La subjectivité, le baromètre, les fleurs et le mauvais temps. Pour une approche écologique du tragique
Pourquoi faut-il que dans les moments de détresse, je retourne immanquablement aux journaux de Derek Jarman ? Ce ne sont pas ses œuvres finies, les films magnifiques et aboutis, son élégie cinématographique pour ses amis morts The Garden (1990), ou encore Blue (1993), son film sans autre image qu’une couleur, le bleu, terriblement bleu, qui viennent m’accompagner durant les heures malheureuses. Non, c’est bien plutôt l’épars de ces notes construites à peine en journaux, qui s’installent sur ma table de chevet afin que je retrouve une quelconque foi en l’idée de traverser ma peine et mes tourments.
Le cinéma d’un jardinier
« Je veux partager avec vous ce néant. Sans remplir le silence de fausses notes, sans imposer de bande-son sur le vide. Je veux partager cet échec en friche… Je vous offre une trajectoire sans direction, une incertitude sans conclusion douce. Quand la lumière s’est estompée, je suis parti en quête de moi-même. Nombreux étaient les chemins à emprunter, nombreuses les destinations. »
Un jardin partagé
Disons-le d’entrée de jeu. Je n’ai ni jardin ni particulièrement la main verte. Installé depuis quelques années dans le cœur de la métropole marseillaise, je loue avec mon compagnon un vieil appartement dans l’un des quartiers en phase de gentrification accélérée sur les hauteurs de la ville. Les quelques fleurs et plantes que je côtoie se limitent à celles qui atterrissent dans un vase sur la table, quelques pots disséminés ça et là et une petite serre de succulentes dans le recoin du couloir vitré exposé plein sud à côté des toilettes.
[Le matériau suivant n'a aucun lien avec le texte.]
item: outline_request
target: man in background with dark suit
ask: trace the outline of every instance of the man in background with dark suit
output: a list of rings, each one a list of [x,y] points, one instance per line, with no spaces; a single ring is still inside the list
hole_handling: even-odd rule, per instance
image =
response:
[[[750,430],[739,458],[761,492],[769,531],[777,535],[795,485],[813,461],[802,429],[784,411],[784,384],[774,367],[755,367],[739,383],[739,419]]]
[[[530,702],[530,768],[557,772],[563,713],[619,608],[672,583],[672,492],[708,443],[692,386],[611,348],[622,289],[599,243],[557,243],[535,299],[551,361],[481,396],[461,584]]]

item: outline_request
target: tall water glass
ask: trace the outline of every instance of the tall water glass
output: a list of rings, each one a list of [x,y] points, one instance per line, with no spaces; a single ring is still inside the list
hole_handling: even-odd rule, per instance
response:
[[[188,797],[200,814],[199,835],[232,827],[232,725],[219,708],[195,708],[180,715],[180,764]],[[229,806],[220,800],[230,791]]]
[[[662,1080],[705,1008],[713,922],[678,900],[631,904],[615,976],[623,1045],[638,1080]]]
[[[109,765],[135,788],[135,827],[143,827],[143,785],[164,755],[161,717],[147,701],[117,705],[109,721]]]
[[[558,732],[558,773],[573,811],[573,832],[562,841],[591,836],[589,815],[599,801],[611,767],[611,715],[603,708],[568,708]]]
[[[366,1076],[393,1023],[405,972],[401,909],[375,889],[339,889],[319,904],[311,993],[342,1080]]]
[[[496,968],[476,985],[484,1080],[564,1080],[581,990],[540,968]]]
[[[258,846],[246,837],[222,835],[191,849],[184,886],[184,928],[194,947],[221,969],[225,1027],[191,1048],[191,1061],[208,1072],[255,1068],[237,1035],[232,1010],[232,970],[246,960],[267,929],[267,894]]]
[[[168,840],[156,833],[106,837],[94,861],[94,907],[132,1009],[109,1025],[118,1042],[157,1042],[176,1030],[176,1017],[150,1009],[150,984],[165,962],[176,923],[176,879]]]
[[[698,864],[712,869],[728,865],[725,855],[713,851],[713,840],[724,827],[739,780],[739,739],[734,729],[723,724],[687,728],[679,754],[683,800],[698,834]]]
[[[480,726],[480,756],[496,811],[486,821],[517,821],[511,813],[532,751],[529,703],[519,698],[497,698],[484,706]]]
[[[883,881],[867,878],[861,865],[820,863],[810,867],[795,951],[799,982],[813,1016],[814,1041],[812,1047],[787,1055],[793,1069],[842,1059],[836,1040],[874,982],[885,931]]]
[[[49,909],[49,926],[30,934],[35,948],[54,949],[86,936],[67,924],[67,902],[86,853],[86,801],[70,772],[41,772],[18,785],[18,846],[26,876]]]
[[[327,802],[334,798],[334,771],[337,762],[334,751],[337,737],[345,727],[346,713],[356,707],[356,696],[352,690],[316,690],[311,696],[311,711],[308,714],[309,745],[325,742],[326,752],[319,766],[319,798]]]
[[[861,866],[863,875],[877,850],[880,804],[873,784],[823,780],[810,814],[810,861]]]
Depuis l’abandon du jardin partagé de Mémoires des Sexualités, le centre d’archives LGBTQI de la ville, et la sortie de mon premier livre en 2021, Écologies déviantes1 , qui portait notamment sur les paysages et les terres cultivées par les vies queers, je me trouve souvent à devoir jouer un jeu maladroit : celui d’écrire hors sol, de parler de soin du vivant et de terres cultivées passées et présentes sans être moi-même engagé dans des relations quotidiennes avec la terre.
Le jardin des phrases ou neurojardin
Fragments de jardins, d’après Jarman
« My garden’s boundaries are the horizon. »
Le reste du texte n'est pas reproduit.